- Born: Catherine Smith 5 May 1892 London, England
- Died: 24 February 1977 Victoria
- Notable work: The Golden Pine Cone
- Spouse: Leonard Clark

= Catherine Anthony Clark =

British born Canadian children's author

Catherine Anthony Clark (5 May 1892–24 February 1977), was a British-born Canadian children's author.

==Biography==
Clark was born Catherine Anthony Smith in London in 1892 as one of eight children. She moved with her family to Grey Creek, British Columbia in 1914. Clark married a local rancher. Clark began to write for The Prospector, a small newspaper in Nelson. Her first novel was published when Clark was 58. Her novels were usually set in Western Canada and used local myths and legends. The illustrator on most of her books was artist Clare Bice.
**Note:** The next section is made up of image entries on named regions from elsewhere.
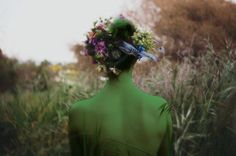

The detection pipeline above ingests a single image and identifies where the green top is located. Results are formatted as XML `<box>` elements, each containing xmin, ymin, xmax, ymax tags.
<box><xmin>69</xmin><ymin>67</ymin><xmax>172</xmax><ymax>156</ymax></box>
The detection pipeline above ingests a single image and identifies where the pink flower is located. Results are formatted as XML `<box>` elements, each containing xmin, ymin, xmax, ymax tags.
<box><xmin>95</xmin><ymin>41</ymin><xmax>106</xmax><ymax>53</ymax></box>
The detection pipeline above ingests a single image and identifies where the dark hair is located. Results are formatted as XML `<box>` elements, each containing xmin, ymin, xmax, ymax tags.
<box><xmin>107</xmin><ymin>18</ymin><xmax>137</xmax><ymax>79</ymax></box>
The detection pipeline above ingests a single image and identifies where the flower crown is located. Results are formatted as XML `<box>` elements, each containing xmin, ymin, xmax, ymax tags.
<box><xmin>84</xmin><ymin>15</ymin><xmax>161</xmax><ymax>75</ymax></box>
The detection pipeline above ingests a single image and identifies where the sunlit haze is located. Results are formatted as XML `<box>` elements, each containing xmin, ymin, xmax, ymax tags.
<box><xmin>0</xmin><ymin>0</ymin><xmax>140</xmax><ymax>63</ymax></box>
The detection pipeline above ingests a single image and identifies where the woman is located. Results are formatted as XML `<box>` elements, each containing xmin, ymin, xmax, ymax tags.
<box><xmin>69</xmin><ymin>17</ymin><xmax>172</xmax><ymax>156</ymax></box>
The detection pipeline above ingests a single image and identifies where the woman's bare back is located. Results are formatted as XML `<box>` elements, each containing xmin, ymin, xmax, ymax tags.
<box><xmin>70</xmin><ymin>91</ymin><xmax>170</xmax><ymax>156</ymax></box>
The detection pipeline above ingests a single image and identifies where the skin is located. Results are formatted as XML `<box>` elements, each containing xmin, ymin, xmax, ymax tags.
<box><xmin>69</xmin><ymin>67</ymin><xmax>172</xmax><ymax>156</ymax></box>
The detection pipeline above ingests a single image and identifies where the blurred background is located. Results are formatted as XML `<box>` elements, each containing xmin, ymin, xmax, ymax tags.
<box><xmin>0</xmin><ymin>0</ymin><xmax>236</xmax><ymax>156</ymax></box>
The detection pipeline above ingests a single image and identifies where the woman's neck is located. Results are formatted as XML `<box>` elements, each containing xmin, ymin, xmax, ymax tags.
<box><xmin>97</xmin><ymin>69</ymin><xmax>138</xmax><ymax>95</ymax></box>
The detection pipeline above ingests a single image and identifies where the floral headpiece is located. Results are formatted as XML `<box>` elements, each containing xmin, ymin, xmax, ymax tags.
<box><xmin>84</xmin><ymin>15</ymin><xmax>161</xmax><ymax>75</ymax></box>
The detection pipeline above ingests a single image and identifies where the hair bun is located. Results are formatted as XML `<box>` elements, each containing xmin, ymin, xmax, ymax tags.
<box><xmin>84</xmin><ymin>16</ymin><xmax>159</xmax><ymax>75</ymax></box>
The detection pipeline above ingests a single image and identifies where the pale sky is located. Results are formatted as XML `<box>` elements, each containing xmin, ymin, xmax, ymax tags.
<box><xmin>0</xmin><ymin>0</ymin><xmax>140</xmax><ymax>63</ymax></box>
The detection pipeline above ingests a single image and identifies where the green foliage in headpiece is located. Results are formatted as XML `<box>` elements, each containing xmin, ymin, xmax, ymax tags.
<box><xmin>109</xmin><ymin>18</ymin><xmax>136</xmax><ymax>41</ymax></box>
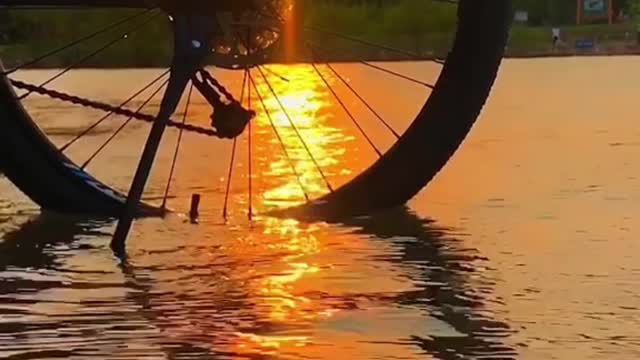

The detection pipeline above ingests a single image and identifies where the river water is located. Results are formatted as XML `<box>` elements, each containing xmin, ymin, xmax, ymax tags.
<box><xmin>0</xmin><ymin>57</ymin><xmax>640</xmax><ymax>359</ymax></box>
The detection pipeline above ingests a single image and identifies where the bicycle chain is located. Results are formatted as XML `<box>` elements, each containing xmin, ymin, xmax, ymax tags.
<box><xmin>11</xmin><ymin>79</ymin><xmax>220</xmax><ymax>137</ymax></box>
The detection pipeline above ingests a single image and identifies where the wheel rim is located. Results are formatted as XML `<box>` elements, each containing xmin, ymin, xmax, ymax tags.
<box><xmin>0</xmin><ymin>0</ymin><xmax>510</xmax><ymax>218</ymax></box>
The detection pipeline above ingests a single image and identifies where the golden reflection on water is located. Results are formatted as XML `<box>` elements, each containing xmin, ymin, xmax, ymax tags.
<box><xmin>253</xmin><ymin>65</ymin><xmax>355</xmax><ymax>208</ymax></box>
<box><xmin>237</xmin><ymin>65</ymin><xmax>344</xmax><ymax>355</ymax></box>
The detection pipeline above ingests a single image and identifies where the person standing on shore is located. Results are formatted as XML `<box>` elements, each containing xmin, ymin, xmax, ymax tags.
<box><xmin>551</xmin><ymin>27</ymin><xmax>560</xmax><ymax>50</ymax></box>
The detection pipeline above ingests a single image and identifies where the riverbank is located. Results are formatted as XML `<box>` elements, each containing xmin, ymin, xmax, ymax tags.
<box><xmin>0</xmin><ymin>1</ymin><xmax>640</xmax><ymax>68</ymax></box>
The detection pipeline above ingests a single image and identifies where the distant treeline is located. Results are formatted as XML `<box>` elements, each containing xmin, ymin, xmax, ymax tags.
<box><xmin>0</xmin><ymin>0</ymin><xmax>456</xmax><ymax>67</ymax></box>
<box><xmin>0</xmin><ymin>0</ymin><xmax>640</xmax><ymax>67</ymax></box>
<box><xmin>513</xmin><ymin>0</ymin><xmax>638</xmax><ymax>26</ymax></box>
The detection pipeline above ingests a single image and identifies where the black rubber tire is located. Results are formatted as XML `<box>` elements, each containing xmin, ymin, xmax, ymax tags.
<box><xmin>286</xmin><ymin>0</ymin><xmax>512</xmax><ymax>219</ymax></box>
<box><xmin>0</xmin><ymin>0</ymin><xmax>511</xmax><ymax>218</ymax></box>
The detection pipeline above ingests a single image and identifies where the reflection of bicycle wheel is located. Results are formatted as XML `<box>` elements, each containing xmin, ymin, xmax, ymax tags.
<box><xmin>0</xmin><ymin>0</ymin><xmax>510</xmax><ymax>221</ymax></box>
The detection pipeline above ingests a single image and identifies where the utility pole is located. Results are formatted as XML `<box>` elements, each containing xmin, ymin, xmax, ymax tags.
<box><xmin>608</xmin><ymin>0</ymin><xmax>614</xmax><ymax>25</ymax></box>
<box><xmin>576</xmin><ymin>0</ymin><xmax>582</xmax><ymax>25</ymax></box>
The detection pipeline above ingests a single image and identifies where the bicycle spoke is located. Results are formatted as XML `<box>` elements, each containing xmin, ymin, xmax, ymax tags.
<box><xmin>324</xmin><ymin>63</ymin><xmax>400</xmax><ymax>139</ymax></box>
<box><xmin>161</xmin><ymin>84</ymin><xmax>193</xmax><ymax>210</ymax></box>
<box><xmin>18</xmin><ymin>10</ymin><xmax>158</xmax><ymax>100</ymax></box>
<box><xmin>304</xmin><ymin>26</ymin><xmax>442</xmax><ymax>64</ymax></box>
<box><xmin>245</xmin><ymin>69</ymin><xmax>254</xmax><ymax>221</ymax></box>
<box><xmin>257</xmin><ymin>67</ymin><xmax>333</xmax><ymax>192</ymax></box>
<box><xmin>4</xmin><ymin>8</ymin><xmax>155</xmax><ymax>75</ymax></box>
<box><xmin>249</xmin><ymin>73</ymin><xmax>310</xmax><ymax>202</ymax></box>
<box><xmin>222</xmin><ymin>70</ymin><xmax>247</xmax><ymax>221</ymax></box>
<box><xmin>80</xmin><ymin>79</ymin><xmax>169</xmax><ymax>170</ymax></box>
<box><xmin>59</xmin><ymin>70</ymin><xmax>171</xmax><ymax>152</ymax></box>
<box><xmin>308</xmin><ymin>43</ymin><xmax>435</xmax><ymax>90</ymax></box>
<box><xmin>311</xmin><ymin>63</ymin><xmax>382</xmax><ymax>157</ymax></box>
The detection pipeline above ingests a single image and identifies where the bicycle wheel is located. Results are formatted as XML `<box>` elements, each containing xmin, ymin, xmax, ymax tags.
<box><xmin>0</xmin><ymin>0</ymin><xmax>511</xmax><ymax>218</ymax></box>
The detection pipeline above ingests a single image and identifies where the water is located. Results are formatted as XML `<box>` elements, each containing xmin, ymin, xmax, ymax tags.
<box><xmin>0</xmin><ymin>57</ymin><xmax>640</xmax><ymax>359</ymax></box>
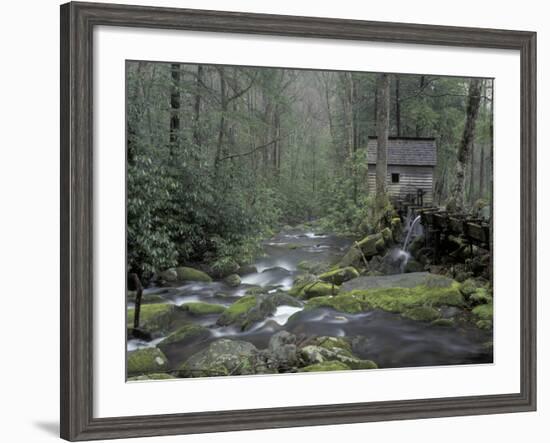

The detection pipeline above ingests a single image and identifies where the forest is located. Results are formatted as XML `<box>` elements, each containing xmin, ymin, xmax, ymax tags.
<box><xmin>126</xmin><ymin>61</ymin><xmax>493</xmax><ymax>381</ymax></box>
<box><xmin>127</xmin><ymin>62</ymin><xmax>493</xmax><ymax>280</ymax></box>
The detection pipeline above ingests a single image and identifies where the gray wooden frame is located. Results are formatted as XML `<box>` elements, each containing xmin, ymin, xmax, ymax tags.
<box><xmin>61</xmin><ymin>3</ymin><xmax>536</xmax><ymax>441</ymax></box>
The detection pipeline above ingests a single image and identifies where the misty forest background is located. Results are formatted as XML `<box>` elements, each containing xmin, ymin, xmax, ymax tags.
<box><xmin>127</xmin><ymin>62</ymin><xmax>493</xmax><ymax>281</ymax></box>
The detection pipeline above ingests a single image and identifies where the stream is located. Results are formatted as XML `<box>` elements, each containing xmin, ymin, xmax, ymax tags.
<box><xmin>127</xmin><ymin>229</ymin><xmax>493</xmax><ymax>368</ymax></box>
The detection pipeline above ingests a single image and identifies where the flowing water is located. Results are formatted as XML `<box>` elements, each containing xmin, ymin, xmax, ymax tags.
<box><xmin>128</xmin><ymin>227</ymin><xmax>492</xmax><ymax>368</ymax></box>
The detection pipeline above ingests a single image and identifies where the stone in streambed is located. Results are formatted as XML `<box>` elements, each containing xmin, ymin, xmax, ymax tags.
<box><xmin>127</xmin><ymin>348</ymin><xmax>168</xmax><ymax>376</ymax></box>
<box><xmin>319</xmin><ymin>266</ymin><xmax>359</xmax><ymax>285</ymax></box>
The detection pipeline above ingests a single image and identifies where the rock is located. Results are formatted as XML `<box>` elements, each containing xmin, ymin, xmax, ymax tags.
<box><xmin>127</xmin><ymin>303</ymin><xmax>177</xmax><ymax>336</ymax></box>
<box><xmin>159</xmin><ymin>268</ymin><xmax>178</xmax><ymax>283</ymax></box>
<box><xmin>299</xmin><ymin>361</ymin><xmax>351</xmax><ymax>372</ymax></box>
<box><xmin>305</xmin><ymin>272</ymin><xmax>464</xmax><ymax>314</ymax></box>
<box><xmin>224</xmin><ymin>274</ymin><xmax>241</xmax><ymax>288</ymax></box>
<box><xmin>237</xmin><ymin>265</ymin><xmax>258</xmax><ymax>277</ymax></box>
<box><xmin>472</xmin><ymin>303</ymin><xmax>493</xmax><ymax>321</ymax></box>
<box><xmin>175</xmin><ymin>266</ymin><xmax>212</xmax><ymax>282</ymax></box>
<box><xmin>126</xmin><ymin>348</ymin><xmax>168</xmax><ymax>376</ymax></box>
<box><xmin>404</xmin><ymin>259</ymin><xmax>424</xmax><ymax>273</ymax></box>
<box><xmin>212</xmin><ymin>257</ymin><xmax>240</xmax><ymax>278</ymax></box>
<box><xmin>178</xmin><ymin>338</ymin><xmax>275</xmax><ymax>377</ymax></box>
<box><xmin>319</xmin><ymin>266</ymin><xmax>359</xmax><ymax>285</ymax></box>
<box><xmin>179</xmin><ymin>302</ymin><xmax>225</xmax><ymax>315</ymax></box>
<box><xmin>268</xmin><ymin>331</ymin><xmax>298</xmax><ymax>372</ymax></box>
<box><xmin>303</xmin><ymin>282</ymin><xmax>339</xmax><ymax>299</ymax></box>
<box><xmin>128</xmin><ymin>373</ymin><xmax>176</xmax><ymax>381</ymax></box>
<box><xmin>431</xmin><ymin>318</ymin><xmax>455</xmax><ymax>328</ymax></box>
<box><xmin>158</xmin><ymin>324</ymin><xmax>210</xmax><ymax>352</ymax></box>
<box><xmin>216</xmin><ymin>292</ymin><xmax>301</xmax><ymax>330</ymax></box>
<box><xmin>468</xmin><ymin>288</ymin><xmax>493</xmax><ymax>305</ymax></box>
<box><xmin>403</xmin><ymin>306</ymin><xmax>440</xmax><ymax>321</ymax></box>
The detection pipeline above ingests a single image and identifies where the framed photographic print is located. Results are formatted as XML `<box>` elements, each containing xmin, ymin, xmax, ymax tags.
<box><xmin>61</xmin><ymin>3</ymin><xmax>536</xmax><ymax>441</ymax></box>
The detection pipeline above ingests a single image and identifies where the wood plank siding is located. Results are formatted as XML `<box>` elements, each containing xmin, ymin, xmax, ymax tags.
<box><xmin>368</xmin><ymin>164</ymin><xmax>434</xmax><ymax>205</ymax></box>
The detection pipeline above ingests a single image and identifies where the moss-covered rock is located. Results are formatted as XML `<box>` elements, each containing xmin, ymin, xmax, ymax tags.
<box><xmin>303</xmin><ymin>282</ymin><xmax>340</xmax><ymax>299</ymax></box>
<box><xmin>403</xmin><ymin>306</ymin><xmax>440</xmax><ymax>321</ymax></box>
<box><xmin>126</xmin><ymin>303</ymin><xmax>177</xmax><ymax>335</ymax></box>
<box><xmin>223</xmin><ymin>274</ymin><xmax>241</xmax><ymax>288</ymax></box>
<box><xmin>175</xmin><ymin>266</ymin><xmax>212</xmax><ymax>282</ymax></box>
<box><xmin>306</xmin><ymin>282</ymin><xmax>464</xmax><ymax>314</ymax></box>
<box><xmin>319</xmin><ymin>266</ymin><xmax>359</xmax><ymax>285</ymax></box>
<box><xmin>158</xmin><ymin>324</ymin><xmax>210</xmax><ymax>351</ymax></box>
<box><xmin>468</xmin><ymin>288</ymin><xmax>493</xmax><ymax>305</ymax></box>
<box><xmin>180</xmin><ymin>302</ymin><xmax>225</xmax><ymax>315</ymax></box>
<box><xmin>178</xmin><ymin>339</ymin><xmax>273</xmax><ymax>377</ymax></box>
<box><xmin>126</xmin><ymin>348</ymin><xmax>168</xmax><ymax>376</ymax></box>
<box><xmin>432</xmin><ymin>318</ymin><xmax>455</xmax><ymax>328</ymax></box>
<box><xmin>472</xmin><ymin>303</ymin><xmax>493</xmax><ymax>321</ymax></box>
<box><xmin>299</xmin><ymin>360</ymin><xmax>351</xmax><ymax>372</ymax></box>
<box><xmin>128</xmin><ymin>373</ymin><xmax>176</xmax><ymax>381</ymax></box>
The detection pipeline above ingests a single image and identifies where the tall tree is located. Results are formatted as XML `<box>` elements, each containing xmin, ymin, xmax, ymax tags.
<box><xmin>449</xmin><ymin>78</ymin><xmax>481</xmax><ymax>211</ymax></box>
<box><xmin>376</xmin><ymin>74</ymin><xmax>390</xmax><ymax>213</ymax></box>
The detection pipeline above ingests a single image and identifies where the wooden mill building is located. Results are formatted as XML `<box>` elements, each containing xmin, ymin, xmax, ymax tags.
<box><xmin>367</xmin><ymin>137</ymin><xmax>437</xmax><ymax>205</ymax></box>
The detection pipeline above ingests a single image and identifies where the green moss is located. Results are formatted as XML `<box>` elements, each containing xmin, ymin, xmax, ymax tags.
<box><xmin>180</xmin><ymin>302</ymin><xmax>225</xmax><ymax>315</ymax></box>
<box><xmin>126</xmin><ymin>303</ymin><xmax>176</xmax><ymax>332</ymax></box>
<box><xmin>319</xmin><ymin>266</ymin><xmax>359</xmax><ymax>285</ymax></box>
<box><xmin>306</xmin><ymin>282</ymin><xmax>464</xmax><ymax>314</ymax></box>
<box><xmin>175</xmin><ymin>266</ymin><xmax>212</xmax><ymax>282</ymax></box>
<box><xmin>299</xmin><ymin>361</ymin><xmax>351</xmax><ymax>372</ymax></box>
<box><xmin>302</xmin><ymin>281</ymin><xmax>340</xmax><ymax>298</ymax></box>
<box><xmin>219</xmin><ymin>295</ymin><xmax>257</xmax><ymax>325</ymax></box>
<box><xmin>472</xmin><ymin>303</ymin><xmax>493</xmax><ymax>321</ymax></box>
<box><xmin>432</xmin><ymin>318</ymin><xmax>455</xmax><ymax>328</ymax></box>
<box><xmin>403</xmin><ymin>306</ymin><xmax>440</xmax><ymax>321</ymax></box>
<box><xmin>346</xmin><ymin>360</ymin><xmax>378</xmax><ymax>369</ymax></box>
<box><xmin>127</xmin><ymin>348</ymin><xmax>168</xmax><ymax>375</ymax></box>
<box><xmin>128</xmin><ymin>372</ymin><xmax>176</xmax><ymax>381</ymax></box>
<box><xmin>476</xmin><ymin>320</ymin><xmax>493</xmax><ymax>331</ymax></box>
<box><xmin>158</xmin><ymin>324</ymin><xmax>210</xmax><ymax>349</ymax></box>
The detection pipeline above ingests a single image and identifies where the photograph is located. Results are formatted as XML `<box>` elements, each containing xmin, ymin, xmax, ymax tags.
<box><xmin>127</xmin><ymin>60</ymin><xmax>498</xmax><ymax>382</ymax></box>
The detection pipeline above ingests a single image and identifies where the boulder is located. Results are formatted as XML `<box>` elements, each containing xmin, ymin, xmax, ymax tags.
<box><xmin>178</xmin><ymin>338</ymin><xmax>275</xmax><ymax>377</ymax></box>
<box><xmin>126</xmin><ymin>348</ymin><xmax>168</xmax><ymax>376</ymax></box>
<box><xmin>319</xmin><ymin>266</ymin><xmax>359</xmax><ymax>285</ymax></box>
<box><xmin>175</xmin><ymin>266</ymin><xmax>212</xmax><ymax>282</ymax></box>
<box><xmin>126</xmin><ymin>303</ymin><xmax>177</xmax><ymax>336</ymax></box>
<box><xmin>223</xmin><ymin>274</ymin><xmax>241</xmax><ymax>288</ymax></box>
Her novel The Sun Horse won the Canadian Association of Children's Librarians bronze medal in 1952. Clark died in Victoria in 1977.

==Bibliography==
- The Golden Pine Cone (1950)
- The Sun Horse (1951)
- The One-Winged Dragon (1955)
- The Silver Man (1958)
- The Diamond Feather; or The Door in the Mountain: A Magic Tale for Children (1963)
- The Man with the Yellow Eyes (1963)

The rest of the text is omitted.